Christophe de Voogd : Encore une fois, ce discours est un coup de maître au sens politique, car il répond évidemment à une attente de l'opinion, une attente d'autorité, d'assimilation et d'unité nationale. Ce qui est très "astucieux", c'est que ce discours permet de resituer ces besoins au sein même de la tradition républicaine, qui parle à tous les Français, et qui est un facteur de légitimation sans égal. Comment accuser de "crypto- fascisme" quelqu’un qui utilise 109 fois le mot de "République" dans le même discours ?

Benoît De Valicourt : Une partie de la société est sans doute dans cette vision parce que la crise, la baisse du pouvoir d’achat, l’immigration, l’insécurité, l’islamisme radical, la corruption, les magouilles, bref tout ce que dénoncent les droites, créent un sentiment de malaise et d’injustice. En même temps, cette situation déstabilise l’organisation de la société, renforce l’individualisme et menace les institutions qui ne sont plus reconnues comme les garantes de la République Française d’autant que les affaires, les dissimulations fiscales et autres n’incitent pas à l’exemplarité. Nicolas Sarkozy analyse parfaitement la situation, il n’y a pas de doute sur sa capacité d’opposant à dénoncer les maux de notre société. Mais il dénonce une situation qu’il a entretenue pendant plus de 25 ans et aujourd’hui après deux années consacrées à la lecture, aux conférences et à la réflexion, il pourrait incarner le changement dont la France a besoin … sauf que vendredi soir, Balkany, Guéant et d’autres assistaient à son meeting au cours duquel l’ancien Président de la République refusait catégoriquement le mensonge et que depuis novembre 2013 on peut voir sur tous les murs de France l’affiche du FN "Unis, les Français sont invincibles !" ; Et si Nicolas Sarkozy imaginait une autre droite qui ne lui serait pas soufflée par les conservateurs cachés derrière le buisson ?

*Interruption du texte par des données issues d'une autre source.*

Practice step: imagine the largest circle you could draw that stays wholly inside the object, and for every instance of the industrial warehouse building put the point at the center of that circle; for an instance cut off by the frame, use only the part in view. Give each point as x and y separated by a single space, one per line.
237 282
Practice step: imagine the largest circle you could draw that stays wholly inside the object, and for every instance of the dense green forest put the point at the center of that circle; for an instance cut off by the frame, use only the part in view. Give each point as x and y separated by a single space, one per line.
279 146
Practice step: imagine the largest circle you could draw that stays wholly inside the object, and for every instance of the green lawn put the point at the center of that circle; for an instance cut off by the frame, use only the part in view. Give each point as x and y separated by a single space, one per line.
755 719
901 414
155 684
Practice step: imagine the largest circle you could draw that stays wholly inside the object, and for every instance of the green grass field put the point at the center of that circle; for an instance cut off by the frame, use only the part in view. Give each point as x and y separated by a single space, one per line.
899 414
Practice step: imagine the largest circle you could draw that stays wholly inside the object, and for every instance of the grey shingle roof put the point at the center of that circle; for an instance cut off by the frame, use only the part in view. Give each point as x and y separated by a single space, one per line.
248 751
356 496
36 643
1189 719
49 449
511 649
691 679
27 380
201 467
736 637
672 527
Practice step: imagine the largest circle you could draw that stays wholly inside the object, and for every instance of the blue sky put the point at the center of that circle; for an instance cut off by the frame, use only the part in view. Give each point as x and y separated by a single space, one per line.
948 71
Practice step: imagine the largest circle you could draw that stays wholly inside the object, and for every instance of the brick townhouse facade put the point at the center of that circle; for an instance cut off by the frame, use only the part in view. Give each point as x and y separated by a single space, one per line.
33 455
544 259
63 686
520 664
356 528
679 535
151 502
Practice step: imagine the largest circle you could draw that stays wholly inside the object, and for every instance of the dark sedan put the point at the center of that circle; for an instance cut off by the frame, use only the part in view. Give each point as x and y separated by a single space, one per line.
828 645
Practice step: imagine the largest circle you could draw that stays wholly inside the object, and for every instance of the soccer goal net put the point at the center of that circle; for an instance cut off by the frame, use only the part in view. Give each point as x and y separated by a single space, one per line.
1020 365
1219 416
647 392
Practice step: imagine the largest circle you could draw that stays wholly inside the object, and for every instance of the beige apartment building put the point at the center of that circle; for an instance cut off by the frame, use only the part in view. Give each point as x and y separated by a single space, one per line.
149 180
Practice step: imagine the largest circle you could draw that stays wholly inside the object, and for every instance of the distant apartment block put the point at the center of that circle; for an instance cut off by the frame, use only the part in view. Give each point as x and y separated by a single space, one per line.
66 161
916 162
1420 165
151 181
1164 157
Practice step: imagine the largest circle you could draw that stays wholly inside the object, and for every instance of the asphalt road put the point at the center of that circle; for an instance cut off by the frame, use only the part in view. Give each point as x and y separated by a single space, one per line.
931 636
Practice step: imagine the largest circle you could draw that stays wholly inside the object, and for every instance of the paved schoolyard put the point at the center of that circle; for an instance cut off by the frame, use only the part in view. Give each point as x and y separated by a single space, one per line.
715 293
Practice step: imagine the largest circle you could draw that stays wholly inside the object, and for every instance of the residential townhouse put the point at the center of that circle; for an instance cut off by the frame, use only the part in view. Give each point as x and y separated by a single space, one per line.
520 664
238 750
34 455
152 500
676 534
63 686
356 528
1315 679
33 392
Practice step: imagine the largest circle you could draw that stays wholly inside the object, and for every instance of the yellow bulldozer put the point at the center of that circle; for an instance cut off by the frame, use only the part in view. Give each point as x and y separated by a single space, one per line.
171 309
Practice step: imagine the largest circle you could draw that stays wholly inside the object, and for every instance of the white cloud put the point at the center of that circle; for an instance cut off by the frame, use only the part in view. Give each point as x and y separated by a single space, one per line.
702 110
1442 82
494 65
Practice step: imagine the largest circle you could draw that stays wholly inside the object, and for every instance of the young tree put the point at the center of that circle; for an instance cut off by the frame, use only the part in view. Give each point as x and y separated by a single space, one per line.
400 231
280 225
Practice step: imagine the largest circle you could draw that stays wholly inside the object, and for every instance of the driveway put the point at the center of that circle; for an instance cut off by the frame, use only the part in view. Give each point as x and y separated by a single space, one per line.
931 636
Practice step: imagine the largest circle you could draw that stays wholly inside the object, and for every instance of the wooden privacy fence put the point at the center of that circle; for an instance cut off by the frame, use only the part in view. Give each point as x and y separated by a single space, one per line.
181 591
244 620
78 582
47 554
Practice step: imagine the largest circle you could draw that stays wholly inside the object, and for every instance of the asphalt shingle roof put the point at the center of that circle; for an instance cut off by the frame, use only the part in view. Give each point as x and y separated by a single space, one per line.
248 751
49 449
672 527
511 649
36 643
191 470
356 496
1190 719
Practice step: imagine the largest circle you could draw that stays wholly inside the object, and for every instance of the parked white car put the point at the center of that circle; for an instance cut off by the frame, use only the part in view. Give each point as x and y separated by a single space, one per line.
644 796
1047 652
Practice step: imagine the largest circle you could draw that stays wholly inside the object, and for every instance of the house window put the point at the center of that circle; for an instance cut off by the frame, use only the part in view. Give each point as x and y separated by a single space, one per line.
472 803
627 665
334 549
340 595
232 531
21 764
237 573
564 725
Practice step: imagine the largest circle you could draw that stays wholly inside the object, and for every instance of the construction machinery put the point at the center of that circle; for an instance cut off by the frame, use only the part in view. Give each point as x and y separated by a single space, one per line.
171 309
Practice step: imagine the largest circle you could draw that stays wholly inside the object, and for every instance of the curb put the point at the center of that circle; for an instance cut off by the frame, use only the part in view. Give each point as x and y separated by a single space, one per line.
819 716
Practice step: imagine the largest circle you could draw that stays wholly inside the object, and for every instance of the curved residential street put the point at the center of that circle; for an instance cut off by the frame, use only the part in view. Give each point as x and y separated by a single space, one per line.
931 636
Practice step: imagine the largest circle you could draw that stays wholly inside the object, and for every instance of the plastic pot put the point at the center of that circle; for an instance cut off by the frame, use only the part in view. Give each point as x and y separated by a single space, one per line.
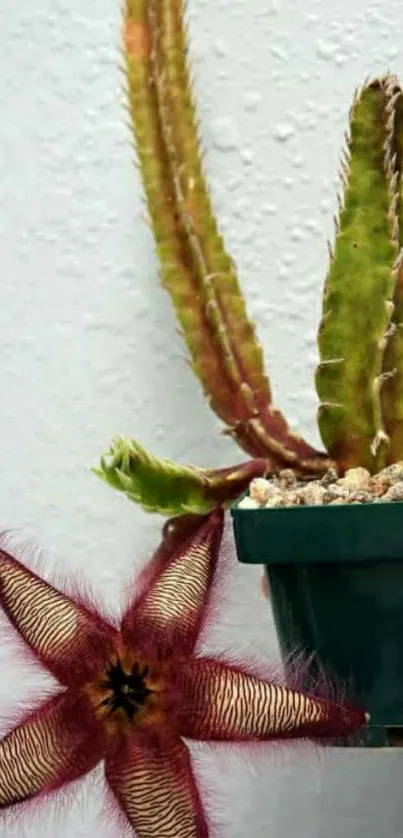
336 589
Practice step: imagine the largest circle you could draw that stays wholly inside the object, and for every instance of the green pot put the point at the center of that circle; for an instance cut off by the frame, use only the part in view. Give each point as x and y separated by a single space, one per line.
336 589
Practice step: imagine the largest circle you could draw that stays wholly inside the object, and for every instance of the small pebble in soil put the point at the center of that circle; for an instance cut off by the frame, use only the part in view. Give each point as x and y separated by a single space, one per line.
356 486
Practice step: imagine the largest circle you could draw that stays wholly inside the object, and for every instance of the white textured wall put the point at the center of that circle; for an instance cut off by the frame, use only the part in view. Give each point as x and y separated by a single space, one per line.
88 346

En effet, république et démocratie ne se confondent pas ! La démocratie (moderne) est une organisation politique qui confère au peuple le pouvoir de décider des finalités (par exemple : la France des prochaines années sera-t-elle socialiste ou libérale ?) en choisissant ses représentants qui sont censés mettre en œuvre ces finalités. La démocratie est fondée sur l’égalité de tous les individus adultes, égalité non en intelligence ou en compétence, mais en bon sens, réalisme, et conscience morale. Tandis que la république désigne une forme de communauté et de solidarité, et peut cohabiter avec toutes sortes d’organisations politiques. La république, en effet, est une morale et non une politique ! Elle n’admet pas les communautés intérieures tandis que la démocratie peut les admettre, par exemple.

L’ancien président veut simplement dire ce qui est politiquement correct quand on est français : il faut dire qu’on est à la fois démocrate et républicain, c’est à dire à la fois pour la liberté et pour la solidarité. Qui oserait se dire républicain et non démocrate ? qui oserait se dire démocrate et non républicain ? on ne serait jamais élu ! En France, nous avons en ce moment de graves soucis pour le maintien de la république, avec les ruptures sociales décrites par exemple par le superbe livre de Christophe Guilluy (Cicéron décrivait déjà la même chose dans l’histoire du songe de Scipion : une république est perdue quand on trouve dans le pays deux peuples au lieu d’un, comme celui qui voyait deux soleils dans le même ciel…). Il faut donc absolument défendre la république. Mais il faut aussi défendre la démocratie, sinon on passe dans le camp des ayatollas.

Nicolas Sarkozy ne reconstruit aucune vision pour la droite ! Il n’a aucune conviction ! C’est un politicien qui veut retrouver le pouvoir et qui dira ce qu’il faut pour cela ! S’il avait effectivement une « vision », cela se serait vu auparavant… Un politique qui porterait une vision pour la droite serait celui qui décrirait des réformes structurelles profondes comme par exemple le chèque scolaire. De mon point de vue, seul Hervé Mariton porte vraiment des convictions de cet ordre.